Let's remember Russert

Let's remember Russert 2016-09-30T17:43:43-04:00

Rocco did yesterday, on the anniversary of the legendary newsman’s passing:

Above all, Russert’s death genuinely, deeply shook no shortage of folks — above all, the many ’round here who were so blessed to have known him, but just as much, the far more of us for whom his hour on Sunday morning was almost as awaited as the Lord’s own (or, in some cases, equally so).

Indeed, even now, some of us still can’t think of him without a tear (or multiple) in our eyes. Yet even for this, it bears remarking that his loss — in particular, the days of epic, cross-network, nationally-broadcast grief that accompanied it — bore evidence to a significant evolution come to pass in our time.
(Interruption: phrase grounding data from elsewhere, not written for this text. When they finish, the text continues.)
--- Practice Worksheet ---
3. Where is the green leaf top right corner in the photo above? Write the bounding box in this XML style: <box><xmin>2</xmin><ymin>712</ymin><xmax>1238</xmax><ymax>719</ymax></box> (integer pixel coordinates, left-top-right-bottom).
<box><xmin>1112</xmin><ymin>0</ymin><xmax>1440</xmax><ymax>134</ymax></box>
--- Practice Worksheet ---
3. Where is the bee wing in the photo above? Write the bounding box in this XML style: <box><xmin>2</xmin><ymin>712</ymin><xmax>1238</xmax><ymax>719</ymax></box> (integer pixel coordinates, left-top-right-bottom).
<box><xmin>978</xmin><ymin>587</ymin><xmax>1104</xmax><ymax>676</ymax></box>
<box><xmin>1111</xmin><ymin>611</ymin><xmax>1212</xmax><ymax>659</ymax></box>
Much as they were deeply stricken, those early summer days and their flood of tributes arguably marked the most prominent, positive — indeed, inescapable — expression and praise of Catholicism at its best these shores had seen since the death of John Paul II… and in the years since, no moment has come close. Yet in the three intervening years between those titanic losses from our midst, something big seemed to happen: a powerful public shift implying that, as the future goes, the caliber of this church on the Stateside scene won’t principally be judged by the example of its Bishops, Fathers or even Sisters, but the caliber of our Moms and Dads — the lay faithful, who (the stats being what they are) increasingly form the backbone of this People of God at practically every turn, and more than we have in two centuries, on whose daily witness and work all the rest only falls all the more… and now, apparently, as much in the public square as within the walls.

Read more.

And there is this, from my homily three years ago, two days after he died:

Many years ago, when his wife struggled to give birth during a difficult delivery, he went to a nearby church. And he made a promise to God that if his baby was born healthy, he would never again miss mass. His son came through it, and Tim Russert kept that promise. He named his son Luke, after the patron saint of physicians. And not long ago in an interview he said he liked to remind Luke of the gospel of Luke: “To whom much is given, much is expected.” Tim Russert was given much by the nuns, the Sisters of Mercy, who taught him in Buffalo all those years ago, and he never forgot it, and often spoke out passionately about the importance of Catholic education. He tried to live what he was taught, in whatever way he could.

This morning I read an interview with the journalist Howard Fineman, who is Jewish, and who said if he ever thought about becoming Catholic, Russert would be the best advertisement for it. Fineman said that he worked in a town, Washington, with many false gods, but that Tim Russert always sought the real one.

He’s an example, I think, of one ordinary layman who labored to reap God’s harvest. How many others are here in this church today?

Ask yourself: what is God calling me to do in his fields? Could anyone here be the best advertisement for the faith?

We need more priests. We need more Fr. Hectors. But we also need more Tim Russerts, too: more men and women and children and young people who will each, in their own way, go out into the world, to live the gospel. They will remind those they meet that to whom much is given, much is expected.